다음을 통해 공유


Assigning surrogate key to dimension tables in SQL DW and APS

Reviewed by: James Rowland-Jones, John Hoang, Denzil Ribeiro, Sankar Subramanian

This article explains how to assign monotonically increasing surrogate/synthetic keys to dimension tables in SQL DW (or APS) using T-SQL. We are going to highlight two possible methods of doing this:

  1. Assign Surrogate keys to the dimension tables where the dimensions are generated in a source system and loaded into SQL DW (or APS).
  2. Extract dimension values from the fact table and assign surrogate keys when the loaded data is such that a single record set has both fact and dimension values.

Background

At the time of the writing of this blog, SQL DW (or APS) does not have the ability to generate IDENTITY values for tables like SQL Server.  Customers however, need a way to generate surrogate values to preserve uniqueness of data entities. Surrogate keys tend to be compact (int, bigint) data types that also to be known to facilitate faster joins and non-redundant distribution in b-tree structure.

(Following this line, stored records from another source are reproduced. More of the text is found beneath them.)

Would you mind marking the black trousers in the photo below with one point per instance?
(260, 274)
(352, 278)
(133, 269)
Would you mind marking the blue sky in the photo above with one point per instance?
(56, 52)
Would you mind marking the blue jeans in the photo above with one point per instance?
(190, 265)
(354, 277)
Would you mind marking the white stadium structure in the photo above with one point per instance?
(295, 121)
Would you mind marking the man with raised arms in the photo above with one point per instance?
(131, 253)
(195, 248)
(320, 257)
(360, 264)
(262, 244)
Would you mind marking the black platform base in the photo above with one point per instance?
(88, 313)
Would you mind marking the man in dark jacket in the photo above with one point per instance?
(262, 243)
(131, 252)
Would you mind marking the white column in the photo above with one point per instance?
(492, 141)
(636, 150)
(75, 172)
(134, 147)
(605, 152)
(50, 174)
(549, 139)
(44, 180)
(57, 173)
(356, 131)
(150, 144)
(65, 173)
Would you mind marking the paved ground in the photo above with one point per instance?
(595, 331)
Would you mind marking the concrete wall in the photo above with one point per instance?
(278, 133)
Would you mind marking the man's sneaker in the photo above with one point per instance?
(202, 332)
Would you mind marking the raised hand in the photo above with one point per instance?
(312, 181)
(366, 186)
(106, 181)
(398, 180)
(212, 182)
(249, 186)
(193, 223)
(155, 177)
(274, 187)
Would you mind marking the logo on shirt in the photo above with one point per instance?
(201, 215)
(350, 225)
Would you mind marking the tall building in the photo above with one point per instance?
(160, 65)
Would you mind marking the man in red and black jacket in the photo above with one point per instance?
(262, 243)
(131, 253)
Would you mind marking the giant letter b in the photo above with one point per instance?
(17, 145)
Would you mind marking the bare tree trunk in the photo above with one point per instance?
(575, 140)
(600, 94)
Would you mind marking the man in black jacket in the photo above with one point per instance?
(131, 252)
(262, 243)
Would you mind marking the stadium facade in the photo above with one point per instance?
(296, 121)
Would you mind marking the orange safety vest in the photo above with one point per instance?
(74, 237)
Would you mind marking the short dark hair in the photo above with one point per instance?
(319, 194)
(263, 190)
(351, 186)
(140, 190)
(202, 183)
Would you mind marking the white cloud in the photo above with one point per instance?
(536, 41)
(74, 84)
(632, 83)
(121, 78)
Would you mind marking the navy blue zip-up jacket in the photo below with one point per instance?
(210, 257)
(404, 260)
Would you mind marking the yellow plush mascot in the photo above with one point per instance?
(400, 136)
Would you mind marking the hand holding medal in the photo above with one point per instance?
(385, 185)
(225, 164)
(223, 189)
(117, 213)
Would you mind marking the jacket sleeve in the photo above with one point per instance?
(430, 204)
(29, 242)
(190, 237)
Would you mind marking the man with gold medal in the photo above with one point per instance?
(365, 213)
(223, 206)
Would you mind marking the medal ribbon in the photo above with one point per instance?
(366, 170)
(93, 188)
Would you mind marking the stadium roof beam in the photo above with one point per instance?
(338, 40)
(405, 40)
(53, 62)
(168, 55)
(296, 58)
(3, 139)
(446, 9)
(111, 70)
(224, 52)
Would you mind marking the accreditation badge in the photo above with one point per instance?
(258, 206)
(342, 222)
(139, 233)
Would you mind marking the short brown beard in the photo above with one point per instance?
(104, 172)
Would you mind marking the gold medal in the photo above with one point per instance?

NOTE: In SQL DW or (APS), the row_number function generally invokes broadcast data movement operations for dimension tables. This data movement cost is very high in SQL DW. For smaller increment of data, assigning surrogate key this way may work fine but for historical and large data loads this process may take a very long time. In some cases, it may not work due to tempdb size limitations. Our advice is to run the row_number function in smaller chunks of data.

Solution

Method 1:

Following is the structure of customer table in SQL DW. Let’s assume for this table we have already generated surrogate keys for the data in SQL DW. In table c_customer_sk is the surrogate key column.

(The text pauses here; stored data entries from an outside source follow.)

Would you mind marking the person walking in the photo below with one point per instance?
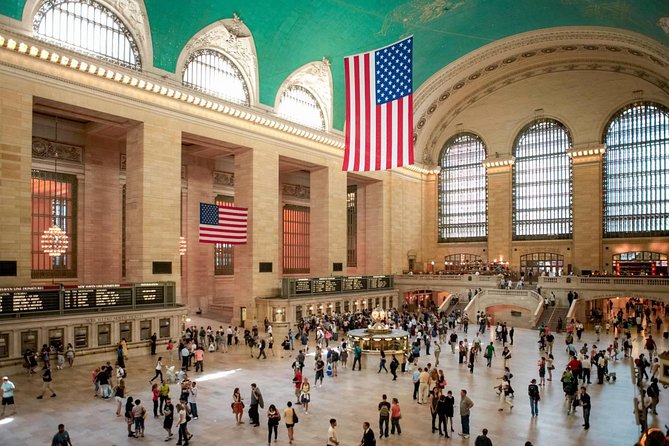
(394, 364)
(384, 416)
(586, 405)
(62, 437)
(533, 393)
(382, 362)
(368, 438)
(332, 433)
(8, 389)
(237, 405)
(290, 418)
(256, 401)
(168, 421)
(46, 382)
(273, 418)
(181, 424)
(357, 355)
(466, 405)
(483, 439)
(159, 370)
(305, 395)
(395, 417)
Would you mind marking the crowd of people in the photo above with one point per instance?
(429, 331)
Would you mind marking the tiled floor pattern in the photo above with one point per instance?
(352, 397)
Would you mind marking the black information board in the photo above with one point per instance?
(354, 283)
(340, 284)
(149, 293)
(25, 300)
(326, 285)
(97, 296)
(303, 286)
(378, 282)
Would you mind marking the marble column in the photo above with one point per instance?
(257, 188)
(15, 184)
(327, 244)
(153, 195)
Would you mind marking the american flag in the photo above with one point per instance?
(219, 224)
(379, 108)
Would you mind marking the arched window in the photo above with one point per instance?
(542, 182)
(636, 172)
(463, 190)
(87, 27)
(299, 105)
(213, 73)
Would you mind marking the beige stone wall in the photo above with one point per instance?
(15, 191)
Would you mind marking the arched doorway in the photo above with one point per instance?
(540, 262)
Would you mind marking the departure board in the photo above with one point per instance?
(29, 300)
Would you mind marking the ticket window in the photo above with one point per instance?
(56, 337)
(144, 330)
(28, 341)
(80, 337)
(164, 328)
(104, 334)
(125, 331)
(4, 345)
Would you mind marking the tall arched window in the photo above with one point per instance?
(299, 105)
(636, 172)
(214, 73)
(542, 182)
(87, 27)
(462, 190)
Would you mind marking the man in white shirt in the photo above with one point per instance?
(332, 434)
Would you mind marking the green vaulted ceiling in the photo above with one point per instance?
(290, 33)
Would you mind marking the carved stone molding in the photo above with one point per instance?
(296, 190)
(45, 149)
(224, 178)
(317, 78)
(239, 48)
(508, 53)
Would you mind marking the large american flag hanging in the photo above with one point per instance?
(220, 224)
(379, 108)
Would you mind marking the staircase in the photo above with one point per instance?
(551, 315)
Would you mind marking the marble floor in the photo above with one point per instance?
(352, 398)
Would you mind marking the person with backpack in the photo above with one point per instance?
(533, 393)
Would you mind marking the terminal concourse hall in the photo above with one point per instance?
(540, 134)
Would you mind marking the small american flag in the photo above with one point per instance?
(379, 108)
(219, 224)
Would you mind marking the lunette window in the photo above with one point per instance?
(87, 27)
(636, 172)
(213, 73)
(542, 182)
(463, 190)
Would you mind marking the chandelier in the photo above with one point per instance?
(54, 241)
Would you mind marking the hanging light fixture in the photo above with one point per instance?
(54, 241)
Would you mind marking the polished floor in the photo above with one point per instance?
(352, 398)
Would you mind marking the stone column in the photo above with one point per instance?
(499, 208)
(153, 196)
(198, 263)
(375, 236)
(327, 244)
(15, 184)
(257, 188)
(587, 206)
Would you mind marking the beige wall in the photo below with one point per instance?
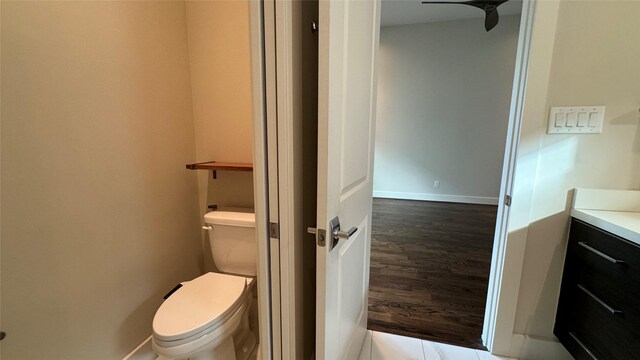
(99, 216)
(591, 65)
(219, 53)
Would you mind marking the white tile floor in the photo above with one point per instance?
(382, 346)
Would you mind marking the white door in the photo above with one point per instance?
(348, 43)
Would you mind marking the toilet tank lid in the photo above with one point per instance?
(230, 218)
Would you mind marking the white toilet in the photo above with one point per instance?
(208, 317)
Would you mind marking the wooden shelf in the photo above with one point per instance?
(220, 165)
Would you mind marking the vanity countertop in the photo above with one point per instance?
(616, 211)
(622, 223)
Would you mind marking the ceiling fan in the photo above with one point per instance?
(490, 8)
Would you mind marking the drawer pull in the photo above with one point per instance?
(583, 346)
(599, 301)
(609, 258)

CREATE TABLE [dbo].[customer]
(
[c_customer_sk] INT NOT NULL, --Surrogate Key
[c_customer_id] CHAR(16) NOT NULL, -- Business Key
[c_current_cdemo_sk] INT NULL,
[c_current_hdemo_sk] INT NULL,
[c_current_addr_sk] INT NULL,
[c_first_shipto_date_sk] INT NULL,
[c_first_sales_date_sk] INT NULL,
[c_salutation] CHAR(10) NULL,
[c_first_name] CHAR(20) NULL,
[c_last_name] CHAR(30) NULL,
[c_preferred_cust_flag] CHAR(1) NULL,
[c_birth_day] INT NULL,
[c_birth_month] INT NULL,
[c_birth_year] INT NULL,
[c_birth_country] VARCHAR(20) NULL,
[c_login] CHAR(13) NULL,
[c_email_address] CHAR(50) NULL,
[c_last_review_date] CHAR(10) NULL
);

We have some new data that needs to be loaded into customer table with surrogate key assigned. Load the new customer data into a transient table called customer_staging that does not contain the c_customer_sk column.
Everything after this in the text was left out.